Les mathématiques, l’univers, l’homme, l’intelligence, la volonté, qu’ont-ils en commun ? L’« être ». Ils possèdent différentes formes d’être, spécifiques. La diversité de ces genres d’être explique leurs rôles respectifs.
Pouvant s’appliquer à des objets aussi divers, on voit que le mot être est trop vague, trop flou. L’être s’entend de trop nombreuses manières. C’est sans doute un effet du langage. Malgré l’homonymie, l’être de l’homme n’est pas l’être du nombre pi, et l’être du Cosmos tout entier ne s’identifie pas à l’être de la Sagesse.

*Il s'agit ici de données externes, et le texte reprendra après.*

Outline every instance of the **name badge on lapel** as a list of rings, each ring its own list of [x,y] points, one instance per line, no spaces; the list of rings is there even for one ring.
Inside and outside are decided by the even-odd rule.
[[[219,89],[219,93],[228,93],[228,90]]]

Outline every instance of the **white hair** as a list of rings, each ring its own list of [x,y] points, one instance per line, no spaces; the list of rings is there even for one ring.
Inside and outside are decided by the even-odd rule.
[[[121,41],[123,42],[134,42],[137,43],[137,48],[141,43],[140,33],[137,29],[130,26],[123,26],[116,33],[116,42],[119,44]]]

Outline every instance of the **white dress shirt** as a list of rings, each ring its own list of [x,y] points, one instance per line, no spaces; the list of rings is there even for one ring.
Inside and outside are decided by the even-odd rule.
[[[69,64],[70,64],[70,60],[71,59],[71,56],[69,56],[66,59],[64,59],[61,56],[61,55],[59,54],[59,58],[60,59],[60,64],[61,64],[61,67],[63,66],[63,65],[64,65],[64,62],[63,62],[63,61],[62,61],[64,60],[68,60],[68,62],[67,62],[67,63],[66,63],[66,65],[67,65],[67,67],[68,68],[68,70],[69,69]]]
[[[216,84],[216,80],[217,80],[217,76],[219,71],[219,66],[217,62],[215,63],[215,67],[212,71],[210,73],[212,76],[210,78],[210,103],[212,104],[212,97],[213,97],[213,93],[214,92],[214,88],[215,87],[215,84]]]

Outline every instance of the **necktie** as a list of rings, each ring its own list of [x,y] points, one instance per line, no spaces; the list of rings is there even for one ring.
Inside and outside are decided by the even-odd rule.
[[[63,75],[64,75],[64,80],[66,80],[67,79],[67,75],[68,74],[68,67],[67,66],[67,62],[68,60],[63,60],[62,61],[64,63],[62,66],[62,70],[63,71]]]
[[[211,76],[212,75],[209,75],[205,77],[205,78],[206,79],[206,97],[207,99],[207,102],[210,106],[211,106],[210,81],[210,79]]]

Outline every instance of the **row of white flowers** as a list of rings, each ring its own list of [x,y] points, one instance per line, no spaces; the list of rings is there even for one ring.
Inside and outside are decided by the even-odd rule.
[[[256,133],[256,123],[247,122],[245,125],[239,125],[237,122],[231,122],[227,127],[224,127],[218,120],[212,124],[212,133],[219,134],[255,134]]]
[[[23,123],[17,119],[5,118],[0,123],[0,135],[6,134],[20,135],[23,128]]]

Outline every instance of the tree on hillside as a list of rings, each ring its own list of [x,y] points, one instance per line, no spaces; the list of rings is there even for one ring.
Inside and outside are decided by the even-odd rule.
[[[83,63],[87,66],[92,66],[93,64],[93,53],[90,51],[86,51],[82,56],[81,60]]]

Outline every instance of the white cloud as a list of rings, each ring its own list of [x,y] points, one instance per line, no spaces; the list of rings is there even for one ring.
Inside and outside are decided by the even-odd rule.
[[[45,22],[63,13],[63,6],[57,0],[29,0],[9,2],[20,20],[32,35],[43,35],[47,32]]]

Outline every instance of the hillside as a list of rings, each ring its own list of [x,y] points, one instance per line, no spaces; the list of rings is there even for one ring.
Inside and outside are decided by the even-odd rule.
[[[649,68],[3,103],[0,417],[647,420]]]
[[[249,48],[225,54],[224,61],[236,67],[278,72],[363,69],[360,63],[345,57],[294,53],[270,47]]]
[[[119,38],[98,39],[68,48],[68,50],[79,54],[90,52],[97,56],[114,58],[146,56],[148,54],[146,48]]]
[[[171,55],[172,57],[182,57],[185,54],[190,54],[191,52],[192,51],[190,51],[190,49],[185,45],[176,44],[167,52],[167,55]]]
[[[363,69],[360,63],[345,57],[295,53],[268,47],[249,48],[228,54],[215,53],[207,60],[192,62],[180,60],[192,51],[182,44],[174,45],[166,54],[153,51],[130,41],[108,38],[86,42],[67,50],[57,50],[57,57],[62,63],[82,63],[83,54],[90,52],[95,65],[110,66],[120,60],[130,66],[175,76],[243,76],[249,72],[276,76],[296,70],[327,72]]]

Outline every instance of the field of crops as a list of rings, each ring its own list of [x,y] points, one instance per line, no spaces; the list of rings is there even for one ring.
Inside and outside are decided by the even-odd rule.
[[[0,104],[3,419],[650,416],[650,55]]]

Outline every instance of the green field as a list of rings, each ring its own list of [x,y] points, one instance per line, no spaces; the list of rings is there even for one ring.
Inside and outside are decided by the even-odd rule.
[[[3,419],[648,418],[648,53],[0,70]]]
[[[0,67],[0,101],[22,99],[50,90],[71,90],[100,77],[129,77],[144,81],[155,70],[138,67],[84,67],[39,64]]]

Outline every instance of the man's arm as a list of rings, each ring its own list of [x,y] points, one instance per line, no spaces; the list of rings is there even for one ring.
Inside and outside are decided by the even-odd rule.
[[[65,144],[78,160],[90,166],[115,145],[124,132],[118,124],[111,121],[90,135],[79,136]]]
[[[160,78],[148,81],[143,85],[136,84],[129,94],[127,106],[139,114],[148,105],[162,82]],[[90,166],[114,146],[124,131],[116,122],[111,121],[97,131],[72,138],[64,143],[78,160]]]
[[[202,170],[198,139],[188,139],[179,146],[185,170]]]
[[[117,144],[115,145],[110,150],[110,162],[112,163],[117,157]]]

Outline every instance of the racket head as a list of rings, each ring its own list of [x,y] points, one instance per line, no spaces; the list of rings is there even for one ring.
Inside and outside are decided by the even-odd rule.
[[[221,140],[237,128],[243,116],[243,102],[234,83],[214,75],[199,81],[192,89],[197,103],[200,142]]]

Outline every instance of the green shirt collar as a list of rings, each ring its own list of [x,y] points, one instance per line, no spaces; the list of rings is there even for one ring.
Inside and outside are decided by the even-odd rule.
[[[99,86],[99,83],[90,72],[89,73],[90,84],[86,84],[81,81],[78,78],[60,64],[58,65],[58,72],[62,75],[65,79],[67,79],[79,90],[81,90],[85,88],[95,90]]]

Sensible à cette difficulté, Platon a cherché à analyser la variété des êtres possibles. Il a défini cinq genres principaux de l’Être, censés engendrer tous les autres êtres par leurs combinaisons et leurs compositions.i
Les deux premiers genres d’Être sont l’Infini et le Fini. Le troisième genre résulte de leur Mélange. La Cause de ce Mélange représente le quatrième genre. Le cinquième genre est la Discrimination, qui opère à l’inverse du Mélange.
Infini, Fini, Mélange, Cause, Discrimination. On est frappé par le caractère hétérogène de ces cinq genres. On y trouve pêle-mêle, substance et principe, cause et effet, union et séparation. C’est sans doute cette hétérogénéité qui donne une puissance d’engendrement.
Défini par ses cinq genres, l’Être est une catégorie première de l’entendement. Mais il y en a d’autres.
Platon, dans le Sophiste, les énumère toutes ensemble: l’Être, le Même, l’Autre, le Repos, le Mouvement.
L’Être exprime l’essence de chaque chose ; il définit le principe de leur existence.
Le Même fait percevoir qu’un être coïncide avec lui-même, mais qu’il peut aussi ressembler, en partie, à d’autres êtres.
L’Autre atteste que les choses diffèrent entre elles, mais qu’il y a aussi des différences irréductibles au sein de chaque être.
Le Repos rappelle que tout être conserve nécessairement son unité propre pendant un certain temps.
Le Mouvement signifie, à l’inverse, que toute chose résulte aussi d’un passage de la puissance à l’acte.
Cinq genres de l’Être. Cinq catégories de l’entendement. Beautés platoniciennes !
Tout ceci n’est jamais qu’un point de départ. Il faut maintenant se mettre à en déduire tous les possibles, toutes les réalités, toutes les intelligences, toutes les créations, toutes les idées…
Pour commencer, pourquoi ne pas tenter une expérience de pensée ?
Appliquons sans crainte les cinq « catégories » de l’entendement aux cinq « genres » d’être, dans l’espoir de faire apparaître d’étranges objets de pensée, de surprenantes notions.
Que dire de ces alliages : le Mouvement de la Cause ; le Même Mélange, l’Autre de la Fin, le Repos de la Discrimination, l’Être du Sans-Fin.
Ou encore : l’Être du Mélange, le Repos de l’Infini, l’Autre de la Cause, le Mouvement du Fini, le Même Discriminé.
Il y a bien d’autres combinaisons possibles, artificielles ou heuristiques. Le principe général est qu’une abstraction appliquée à une abstraction engendre une idée, et que cette idée peut faire sens, à qui veut l’entendre, semble-t-il.
On pourrait aussi essayer d’appliquer les genres aux catégories. D’autres idées-chimères surgissent alors: l’Infini de l’Autre, le Fini du Même, le Mélange de l’Être, la Cause du Repos, la Discrimination du Mouvement.
Qu’est-ce que ces jeux de langage enseignent ? Que les genres et les catégories sont comme des briques et du ciment. Genres et catégories, assemblés selon diverses manières, peuvent produire des masures ou des cathédrales, des havres ou des nuages, des gouffres ou des amers, des geôles ou des écoles, des vents ou des montagnes, du piment ou de l’encens.
Ce sont là autant de métaphores, matérielles, ou impalpables, de la puissance des idées platoniciennes, de leurs miroitements, de leurs promesses d’horizons.